Black and White Thinking
Joined
Apr 18, 2008
Messages
1,088
Location
Iowa City, IA
I did a test with Charizard, and I believe only five characters land outside of his grab range (Luigi, Ike, etc.) I'm not saying it's inescapable for everyone though, most characters can easily roll, spot dodge, jab, or something else out of it. I've been meaning to see how some characters with easy-to-grab jabs turn-out, though (Marth, Peach, Olimar, etc.)
 

Solid Rage94

Smash Cadet
Joined
Jul 24, 2008
Messages
45
Location
Pennsylvania
Nice guide but did you know that if you hit the enemy with just the first part of Charizard's Bair then it's a metor smash (slightly)

And squritle's Water gun is useful only on those recovering if you jump out and hit them with the un-charged version then it's kinda useful;)
 

Speed Demon 64

Smash Rookie
Joined
Jul 24, 2008
Messages
9
Thanks for the guide. I've started to see the greatness of PT. Initially, I thought that Squirtle was just a crappy speed character with terrible specials and less than deacent smash aattacks. I thought that Ivysaur was bad because he gets KOed at about 120% and I thought Charizard was just a crappy version of Bowser. But then I played with them more and now I have realized the potency of PT. Squirtle's air attacks are really annoying, Razor Leaf and Bullet Seed(espessially Bullet Seed) are really annoying, and Charizard is really annoying in general. However, I still belive that Bowser is better than Charizard(Fire Breath>Flamethrower, Flying Slam=Rock Smash, and Whirling Fortress>Fly) I am greatful to people for liking PT. I want to see PT in at least the Middle Tier.
 

Slurpee

Smash Rookie
Joined
Aug 24, 2008
Messages
24
Location
British Columbia, Canada
This is an excellent guide, but I just had one thought...

It's about Water Gun. I've been aimlessly thinking of a way for it to be useful, and in the small chance you get this oppurtunity, it is. You see, Water Gun is practically useless if the enemy has forward momentum on you, and a well placed aeriel can pretty much always substitue it. BUT, if the opponent uses their recovery, and are in the free falling state, you can use it to push them back away form the edge.

Just a thought.
 

PkTrainerCris

Smash Ace
Joined
May 14, 2008
Messages
762
Location
colombia
thats the primary use of water gun, it gimps some recoverys pretty easy, like ness',lucas' and link's, and can push away somo characters who think its funny using a move that makes them go on the free falling state on the edge, like mach tornado
 

Steeler

Smash Hero
Joined
Jan 5, 2006
Messages
5,930
Location
Wichita
NNID
Steeler
i'd like to see this thread renovated and redone by someone that actually plays brawl, lulz. i'd take this project on if i were up to the time it would probably take...and if it didn't mean i'd have like...a freaking monopoly on a lot of the important pt board threads lol.
 

Charizard92

Smash Champion
Joined
May 13, 2008
Messages
2,207
I was actually thinking of doing that, but again, the title says it all: Yet another ****ing guide to PT. Should I or shouldn't I?
 

Charizard92

Smash Champion
Joined
May 13, 2008
Messages
2,207
Yeah, we are going to need a new guide since this one has gathered dust, especially since card isn't here anymore so this is just let here to decay.
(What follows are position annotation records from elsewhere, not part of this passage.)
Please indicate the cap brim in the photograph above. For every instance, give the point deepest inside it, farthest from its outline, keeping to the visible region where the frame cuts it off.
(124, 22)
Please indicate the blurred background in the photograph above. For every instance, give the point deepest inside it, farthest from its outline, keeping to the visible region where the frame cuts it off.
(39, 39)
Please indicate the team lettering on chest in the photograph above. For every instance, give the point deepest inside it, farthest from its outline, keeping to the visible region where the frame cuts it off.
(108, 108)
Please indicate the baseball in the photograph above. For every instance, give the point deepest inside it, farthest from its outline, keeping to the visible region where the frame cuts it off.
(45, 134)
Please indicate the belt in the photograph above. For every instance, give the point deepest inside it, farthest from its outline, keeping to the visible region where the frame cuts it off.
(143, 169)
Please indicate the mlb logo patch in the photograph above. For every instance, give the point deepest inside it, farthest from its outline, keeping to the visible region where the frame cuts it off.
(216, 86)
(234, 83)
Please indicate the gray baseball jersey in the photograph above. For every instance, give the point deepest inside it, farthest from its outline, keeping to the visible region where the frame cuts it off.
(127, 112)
OK, which Regular is going to write a new guide?
 

Adriel

Smash Journeyman
Joined
Feb 29, 2008
Messages
338
I wouldn't call myself a regular, but I'll write up a Pee Tee guide one day.
 

Charizard92

Smash Champion
Joined
May 13, 2008
Messages
2,207
Once I get some spare time I'll write one, and you guys are free to help edit (not free to yell).
 

Steeler

Smash Hero
Joined
Jan 5, 2006
Messages
5,930
Location
Wichita
NNID
Steeler
if i had to take a pick, i'd choose reflex, irl, or myself (i'm a egotistical *******). just my personal opinion.